Russian literature, so full of enigmas, contains no greater creative mystery than Nikolai
Vasil'evich Gogol (1809-1852), who has done for the Russian novel and Russian prose
what Pushkin has done for Russian poetry. Before these two men came Russian literature
can hardly have been said to exist. It was pompous and effete with pseudo-classicism;
foreign influences were strong; in the speech of the upper circles there was an over-
fondness for German, French, and English words. Between them the two friends, by force
of their great genius, cleared away the debris which made for sterility and erected in their
stead a new structure out of living Russian words. The spoken word, born of the people,
gave soul and wing to literature; only by coming to earth, the native earth, was it enabled
to soar. Coming up from Little Russia, the Ukraine, with Cossack blood in his veins,
Gogol injected his own healthy virus into an effete body, blew his own virile spirit, the
spirit of his race, into its nostrils, and gave the Russian novel its direction to this very
More than that. The nomad and romantic in him, troubled and restless with Ukrainian
myth, legend, and song, impressed upon Russian literature, faced with the realities of
modern life, a spirit titanic and in clash with its material, and produced in the mastery of
this every-day material, commonly called sordid, a phantasmagoria intense with beauty.

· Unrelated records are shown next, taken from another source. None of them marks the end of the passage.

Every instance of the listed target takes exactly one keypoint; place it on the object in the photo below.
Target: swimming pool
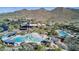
(62, 33)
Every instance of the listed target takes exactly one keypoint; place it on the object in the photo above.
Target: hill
(58, 14)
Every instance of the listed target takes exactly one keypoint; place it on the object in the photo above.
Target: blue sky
(12, 9)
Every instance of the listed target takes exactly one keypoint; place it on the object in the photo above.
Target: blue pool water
(19, 38)
(62, 33)
(33, 39)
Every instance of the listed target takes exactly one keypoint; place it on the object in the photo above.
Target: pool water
(62, 33)
(33, 39)
(19, 38)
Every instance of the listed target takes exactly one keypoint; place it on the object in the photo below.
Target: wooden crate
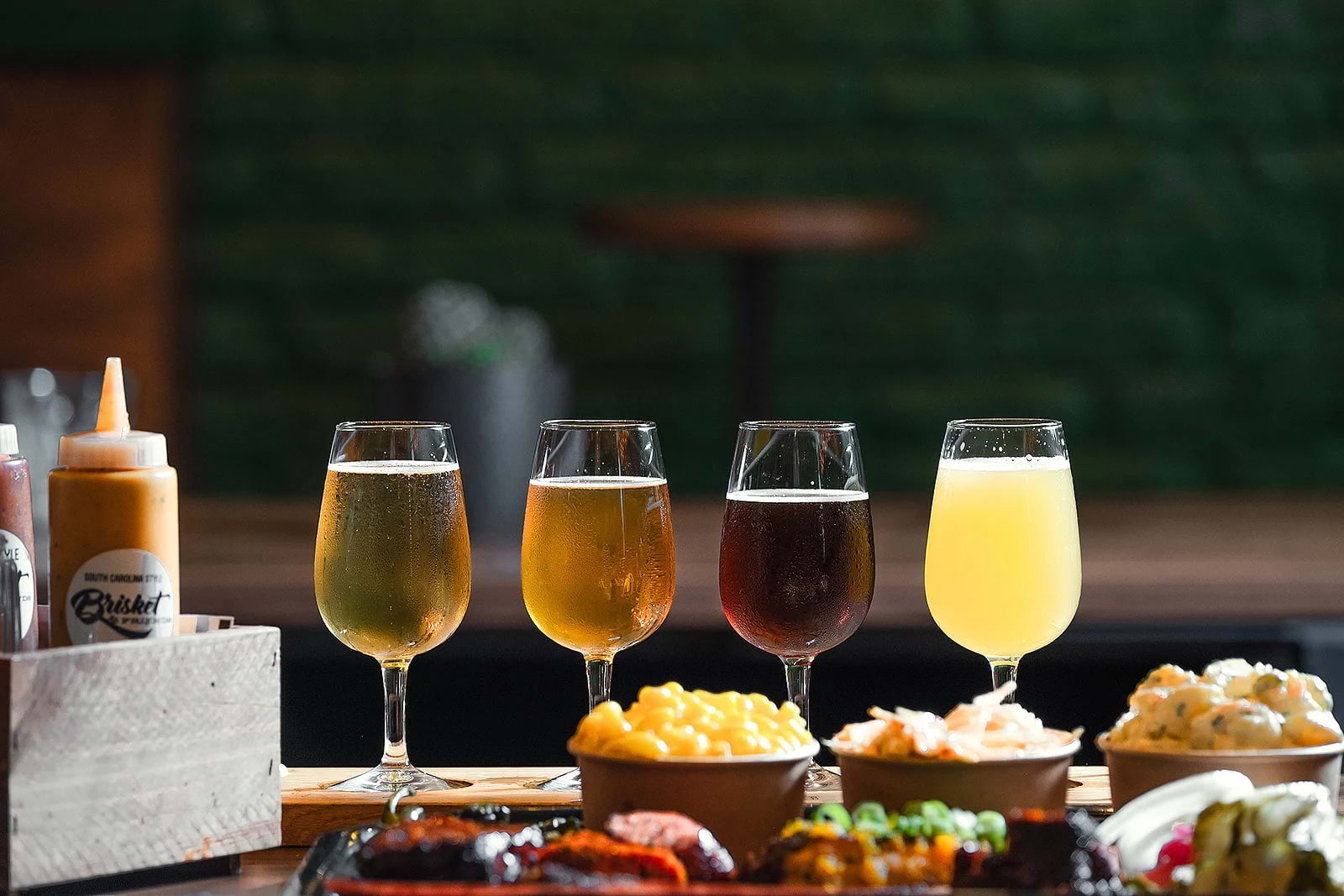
(139, 754)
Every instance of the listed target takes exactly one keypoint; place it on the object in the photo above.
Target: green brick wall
(1136, 212)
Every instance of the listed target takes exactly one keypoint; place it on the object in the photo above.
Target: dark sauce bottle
(18, 575)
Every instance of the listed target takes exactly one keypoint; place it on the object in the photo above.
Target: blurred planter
(494, 410)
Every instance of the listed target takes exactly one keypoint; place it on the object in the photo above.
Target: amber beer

A clue to all Russian realism may be found in a Russian critic's observation about Gogol:
"Seldom has nature created a man so romantic in bent, yet so masterly in portraying all
that is unromantic in life." But this statement does not cover the whole ground, for it is
easy to see in almost all of Gogol's work his "free Cossack soul" trying to break through
the shell of sordid to-day like some ancient demon, essentially Dionysian. So that his
works, true though they are to our life, are at once a reproach, a protest, and a challenge,
ever calling for joy, ancient joy, that is no more with us. And they have all the joy and
sadness of the Ukrainian songs he loved so much. Ukrainian was to Gogol "the language
of the soul," and it was in Ukrainian songs rather than in old chronicles, of which he was
not a little contemptuous, that he read the history of his people. Time and again, in his
essays and in his letters to friends, he expresses his boundless joy in these songs: "O
songs, you are my joy and my life! How I love you. What are the bloodless chronicles I
pore over beside those clear, live chronicles! I cannot live without songs; they . . . reveal
everything more and more clearly, oh, how clearly, gone-by life and gone-by men. . . .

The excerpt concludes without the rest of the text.